Delivering Arbitrary-Modal Semantic Segmentation

Jiaming Zhang,Ruiping Liu,Hao Shi,Kailun Yang,Simon Reiß,Kunyu Peng,Haodong Fu,Kaiwei Wang,Rainer Stiefelhagen
2023-03-03
Abstract:Multimodal fusion can make semantic segmentation more robust. However, fusing an arbitrary number of modalities remains underexplored. To delve into this problem, we create the DeLiVER arbitrary-modal segmentation benchmark, covering Depth, LiDAR, multiple Views, Events, and RGB. Aside from this, we provide this dataset in four severe weather conditions as well as five sensor failure cases to exploit modal complementarity and resolve partial outages. To make this possible, we present the arbitrary cross-modal segmentation model CMNeXt. It encompasses a Self-Query Hub (SQ-Hub) designed to extract effective information from any modality for subsequent fusion with the RGB representation and adds only negligible amounts of parameters (~0.01M) per additional modality. On top, to efficiently and flexibly harvest discriminative cues from the auxiliary modalities, we introduce the simple Parallel Pooling Mixer (PPX). With extensive experiments on a total of six benchmarks, our CMNeXt achieves state-of-the-art performance on the DeLiVER, KITTI-360, MFNet, NYU Depth V2, UrbanLF, and MCubeS datasets, allowing to scale from 1 to 81 modalities. On the freshly collected DeLiVER, the quad-modal CMNeXt reaches up to 66.30% in mIoU with a +9.10% gain as compared to the mono-modal baseline. The DeLiVER dataset and our code are at: <a class="link-external link-https" href="https://jamycheung.github.io/DELIVER.html" rel="external noopener nofollow">this https URL</a>.
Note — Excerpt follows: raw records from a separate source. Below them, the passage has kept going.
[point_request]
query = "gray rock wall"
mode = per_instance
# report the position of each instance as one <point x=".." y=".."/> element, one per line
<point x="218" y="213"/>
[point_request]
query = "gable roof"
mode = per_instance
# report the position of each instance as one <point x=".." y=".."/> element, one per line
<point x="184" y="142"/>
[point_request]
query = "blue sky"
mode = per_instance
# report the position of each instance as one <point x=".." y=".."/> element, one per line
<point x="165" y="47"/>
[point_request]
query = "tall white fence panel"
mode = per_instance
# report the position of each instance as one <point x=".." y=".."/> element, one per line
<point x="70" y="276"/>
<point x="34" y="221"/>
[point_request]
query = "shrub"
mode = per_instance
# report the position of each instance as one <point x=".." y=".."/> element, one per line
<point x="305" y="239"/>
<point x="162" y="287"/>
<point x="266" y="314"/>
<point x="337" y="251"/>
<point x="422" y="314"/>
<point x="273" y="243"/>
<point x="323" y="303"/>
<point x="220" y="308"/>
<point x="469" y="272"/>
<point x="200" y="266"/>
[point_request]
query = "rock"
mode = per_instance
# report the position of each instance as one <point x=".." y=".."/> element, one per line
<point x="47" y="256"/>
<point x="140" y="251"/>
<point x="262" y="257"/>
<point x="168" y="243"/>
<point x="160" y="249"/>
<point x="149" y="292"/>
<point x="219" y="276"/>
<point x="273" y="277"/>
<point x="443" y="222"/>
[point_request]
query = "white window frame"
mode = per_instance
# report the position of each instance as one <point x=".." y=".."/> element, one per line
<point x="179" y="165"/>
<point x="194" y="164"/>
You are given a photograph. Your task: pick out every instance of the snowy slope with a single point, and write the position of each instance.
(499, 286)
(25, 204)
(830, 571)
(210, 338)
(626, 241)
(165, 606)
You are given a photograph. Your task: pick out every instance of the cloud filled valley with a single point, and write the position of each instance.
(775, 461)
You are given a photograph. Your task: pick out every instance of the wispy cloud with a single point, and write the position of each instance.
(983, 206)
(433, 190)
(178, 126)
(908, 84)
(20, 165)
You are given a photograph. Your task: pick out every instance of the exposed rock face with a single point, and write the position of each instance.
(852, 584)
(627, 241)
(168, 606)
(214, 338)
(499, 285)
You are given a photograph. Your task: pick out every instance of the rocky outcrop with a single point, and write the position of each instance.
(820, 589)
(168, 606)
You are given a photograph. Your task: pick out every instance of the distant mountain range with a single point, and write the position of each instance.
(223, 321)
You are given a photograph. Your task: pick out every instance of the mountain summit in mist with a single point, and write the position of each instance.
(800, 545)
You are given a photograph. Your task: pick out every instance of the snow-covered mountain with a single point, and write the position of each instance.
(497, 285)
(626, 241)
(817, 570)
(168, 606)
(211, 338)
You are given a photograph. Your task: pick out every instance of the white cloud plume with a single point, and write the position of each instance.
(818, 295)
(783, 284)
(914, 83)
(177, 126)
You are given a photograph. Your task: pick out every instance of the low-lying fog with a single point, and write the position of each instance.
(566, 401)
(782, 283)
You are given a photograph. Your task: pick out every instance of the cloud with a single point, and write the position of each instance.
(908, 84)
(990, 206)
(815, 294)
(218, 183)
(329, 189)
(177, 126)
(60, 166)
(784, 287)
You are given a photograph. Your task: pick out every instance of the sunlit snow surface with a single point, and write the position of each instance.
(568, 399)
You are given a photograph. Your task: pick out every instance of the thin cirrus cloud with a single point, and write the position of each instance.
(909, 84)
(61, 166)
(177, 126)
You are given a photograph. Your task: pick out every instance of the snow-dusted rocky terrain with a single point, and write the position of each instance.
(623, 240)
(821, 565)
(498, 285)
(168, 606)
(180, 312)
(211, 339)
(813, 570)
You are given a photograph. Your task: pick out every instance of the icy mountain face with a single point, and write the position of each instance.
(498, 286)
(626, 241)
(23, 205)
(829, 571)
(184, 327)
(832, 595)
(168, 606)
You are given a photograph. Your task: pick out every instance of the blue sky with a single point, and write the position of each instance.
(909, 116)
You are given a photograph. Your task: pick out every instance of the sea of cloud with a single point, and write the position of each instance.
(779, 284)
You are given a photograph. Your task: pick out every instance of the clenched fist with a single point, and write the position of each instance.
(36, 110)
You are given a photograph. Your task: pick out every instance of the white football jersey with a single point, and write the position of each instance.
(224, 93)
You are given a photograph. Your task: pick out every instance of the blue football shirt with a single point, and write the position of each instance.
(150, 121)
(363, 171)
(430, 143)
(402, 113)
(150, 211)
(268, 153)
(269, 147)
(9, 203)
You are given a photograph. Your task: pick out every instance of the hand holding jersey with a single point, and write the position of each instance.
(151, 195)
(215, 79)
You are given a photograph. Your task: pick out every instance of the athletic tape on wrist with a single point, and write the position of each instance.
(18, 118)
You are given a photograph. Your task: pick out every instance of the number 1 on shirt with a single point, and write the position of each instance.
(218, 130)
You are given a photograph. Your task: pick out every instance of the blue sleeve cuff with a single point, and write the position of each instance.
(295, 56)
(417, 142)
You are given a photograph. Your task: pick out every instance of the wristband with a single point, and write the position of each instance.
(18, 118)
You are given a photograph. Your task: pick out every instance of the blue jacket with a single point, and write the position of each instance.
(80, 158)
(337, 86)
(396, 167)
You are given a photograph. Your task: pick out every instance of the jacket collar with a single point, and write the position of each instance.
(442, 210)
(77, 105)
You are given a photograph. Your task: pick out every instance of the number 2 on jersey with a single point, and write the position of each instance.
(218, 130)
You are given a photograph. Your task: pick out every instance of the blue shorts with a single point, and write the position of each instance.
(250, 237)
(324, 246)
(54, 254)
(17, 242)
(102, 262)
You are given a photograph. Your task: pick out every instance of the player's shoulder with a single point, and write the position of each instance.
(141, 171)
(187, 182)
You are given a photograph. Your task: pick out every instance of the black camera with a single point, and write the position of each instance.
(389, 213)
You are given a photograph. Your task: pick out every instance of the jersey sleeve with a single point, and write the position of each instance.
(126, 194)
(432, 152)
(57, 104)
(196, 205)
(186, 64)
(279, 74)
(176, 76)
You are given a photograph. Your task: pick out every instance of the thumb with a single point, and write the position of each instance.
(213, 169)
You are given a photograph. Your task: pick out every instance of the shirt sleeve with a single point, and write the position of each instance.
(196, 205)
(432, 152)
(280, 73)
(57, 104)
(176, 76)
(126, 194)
Computer Vision and Pattern Recognition
What problem does this paper attempt to address?
The problem that this paper attempts to solve is the application of multi - modal fusion in semantic segmentation, especially the fusion problem of an arbitrary number of modalities. Specifically, the author points out that most of the current multi - modal fusion methods mainly focus on specific sensor combinations and lack research on the fusion of more modalities. In addition, the existing multi - modal fusion methods perform poorly when dealing with partial sensor failures, which is a common problem in actual robot systems. To solve these problems, the author proposes the following key points: 1. **Create a new benchmark dataset**: The author creates a new multi - modal dataset named DELIVER based on the CARLA simulator. This dataset contains depth, lidar, multi - view, event and RGB images, and provides four severe weather conditions and five sensor failure modes to explore modal complementarity and solve the partial sensor failure problem. 2. **Propose a new multi - modal fusion framework**: The author proposes an arbitrary cross - modal segmentation model named CMNeXt, which adopts a novel Hub2Fuse paradigm with an asymmetric dual - branch structure. One branch is used to process RGB images, and the other branch is used to process multiple auxiliary modalities. Useful features are dynamically selected through the Self - Query Hub and these features are efficiently fused through the Parallel Pooling Mixer. 3. **Verify the effectiveness of the model**: The author conducts extensive experiments on multiple public datasets, including DELIVER, KITTI - 360, MFNet, NYU Depth V2, UrbanLF and MCubeS. The experimental results show that CMNeXt achieves state - of - the - art performance on these datasets, especially in dealing with multi - modal fusion and sensor failures. In conclusion, this paper aims to solve the deficiencies of existing methods in dealing with an arbitrary number of modalities and partial sensor failures by creating a new dataset and proposing a new multi - modal fusion framework, thereby improving the robustness and accuracy of semantic segmentation.